Levantamento realizado pelo Instituto Datafolha, a pedido do Fórum Brasileiro de Segurança Pública, mostra que nove em cada dez agressões cometidas contra mulheres nos últimos 12 meses, o equivalente a 91,8%, foram testemunhadas por outras pessoas. A maioria (86,7%) pertencente ao círculo social ou à família da vítima.
Apesar disso, quase metade das vítimas (47,4%) decidiu não denunciar o caso nem procurar ajuda de instituições ou de pessoas próximas. Os dados constam da 5ª edição do relatório Visível e Invisível: a Vitimização de Mulheres no Brasil, divulgada na segunda-feira (10).
Em relação ao perfil de quem estava presente no momento das agressões, os pesquisadores constataram que 47,3% eram amigos ou conhecidos das vítimas, 27% eram filhos e 12,4% tinham outro grau de parentesco.
O principal autor das violências contra mulheres foi o cônjuge/companheiro/namorado/marido (40%) e ex-cônjuge/ex-companheiro/ex-namorado (26,8%), o que já foi constatado em pesquisas anteriores do fórum. Pais e mães das vítimas foram os autores de 5,2% dos crimes, padrastos e madrastas de 4,1% deles e filhos e filhas, de 3% das ocorrências.
Outro aspecto frequente, também notado na pesquisa, diz respeito à preponderância da casa da vítima como local em que a violência é cometida (57%). Em maior número, estão as ofensas verbais (31,4%), que abrangem insultos, humilhações e xingamentos. Tal porcentagem cresceu 8 pontos percentuais em relação a dados coletados em 2023.
A quantidade de mulheres atacadas com golpes, tapas, empurrões e chutes apresentou aumento expressivo, atingindo 16,9%, o maior patamar já registrado desde a primeira edição do relatório. Em números absolutos, significa que pelo menos 8,9 milhões de brasileiras sofreram agressão física no último ano.
De acordo com o relatório, 37,5% das mulheres sofreram algum tipo de violência nos últimos 12 meses, o que representa 21,4 milhões de brasileiras de 16 anos ou mais e é a “maior prevalência já identificada, desde 2017”.

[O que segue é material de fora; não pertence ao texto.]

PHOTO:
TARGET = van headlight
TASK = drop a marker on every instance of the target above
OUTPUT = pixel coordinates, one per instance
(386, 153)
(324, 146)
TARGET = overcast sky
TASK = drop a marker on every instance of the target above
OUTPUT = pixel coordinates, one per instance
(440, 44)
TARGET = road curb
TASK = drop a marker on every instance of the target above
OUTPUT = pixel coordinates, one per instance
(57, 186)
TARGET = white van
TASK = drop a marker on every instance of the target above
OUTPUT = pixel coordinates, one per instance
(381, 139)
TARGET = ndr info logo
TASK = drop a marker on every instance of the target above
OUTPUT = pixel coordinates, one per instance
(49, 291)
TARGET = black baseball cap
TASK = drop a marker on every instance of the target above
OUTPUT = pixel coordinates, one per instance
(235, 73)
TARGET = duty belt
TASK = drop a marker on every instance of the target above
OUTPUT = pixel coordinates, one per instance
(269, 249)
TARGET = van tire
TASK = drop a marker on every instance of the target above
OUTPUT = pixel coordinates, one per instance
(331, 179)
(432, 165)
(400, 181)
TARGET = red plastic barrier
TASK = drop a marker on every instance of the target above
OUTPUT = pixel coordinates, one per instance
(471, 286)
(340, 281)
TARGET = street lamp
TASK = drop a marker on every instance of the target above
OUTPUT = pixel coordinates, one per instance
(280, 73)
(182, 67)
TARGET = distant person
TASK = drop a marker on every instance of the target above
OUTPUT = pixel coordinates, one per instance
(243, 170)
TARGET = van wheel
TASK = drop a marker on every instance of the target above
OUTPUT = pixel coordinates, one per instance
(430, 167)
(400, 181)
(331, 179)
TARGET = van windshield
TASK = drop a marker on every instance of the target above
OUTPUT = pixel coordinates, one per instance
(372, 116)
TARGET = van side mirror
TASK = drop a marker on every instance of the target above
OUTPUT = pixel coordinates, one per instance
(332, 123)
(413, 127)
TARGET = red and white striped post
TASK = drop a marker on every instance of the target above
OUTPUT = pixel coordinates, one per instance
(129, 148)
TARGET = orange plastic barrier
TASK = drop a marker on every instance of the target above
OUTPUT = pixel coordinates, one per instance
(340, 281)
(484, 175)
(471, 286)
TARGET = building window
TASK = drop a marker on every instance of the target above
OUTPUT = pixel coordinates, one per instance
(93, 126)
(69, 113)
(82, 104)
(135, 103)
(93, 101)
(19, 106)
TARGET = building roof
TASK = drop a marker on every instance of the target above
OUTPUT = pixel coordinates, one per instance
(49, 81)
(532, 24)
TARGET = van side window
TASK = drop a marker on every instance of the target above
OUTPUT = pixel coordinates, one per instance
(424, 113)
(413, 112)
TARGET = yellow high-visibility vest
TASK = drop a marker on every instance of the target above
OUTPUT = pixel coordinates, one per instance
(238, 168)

Assistir aos episódios de violência, conforme ressaltam os especialistas, é algo que pode ter efeitos duradouros na vida de alguém e que pode originar “distúrbios emocionais, cognitivos e comportamentais, além de contribuir para uma percepção da família como um ambiente inseguro e caótico. As evidências científicas também sugerem que crianças que testemunham violência doméstica têm maior probabilidade de serem afetadas pela violência na vida adulta, seja como vítimas ou como agressoras”, aponta o relatório. O levantamento cita ainda que estudos demonstram que testemunhar esse tipo de situação entre os pais pode ser pior do que ser a própria vítima.
Diante desse cenário, é essencial que políticas públicas eficazes sejam implementadas para combater a violência contra a mulher dentro do ambiente familiar. O fortalecimento de redes de apoio, a garantia de proteção às vítimas e o incentivo à denúncia são medidas fundamentais para enfrentar esse problema. Além disso, é necessário um trabalho contínuo de conscientização e educação, para que a sociedade compreenda a gravidade da violência de gênero e contribua para sua erradicação. A luta contra a violência doméstica não deve ser vista apenas como uma responsabilidade do Estado, mas, também, como um compromisso de toda a sociedade.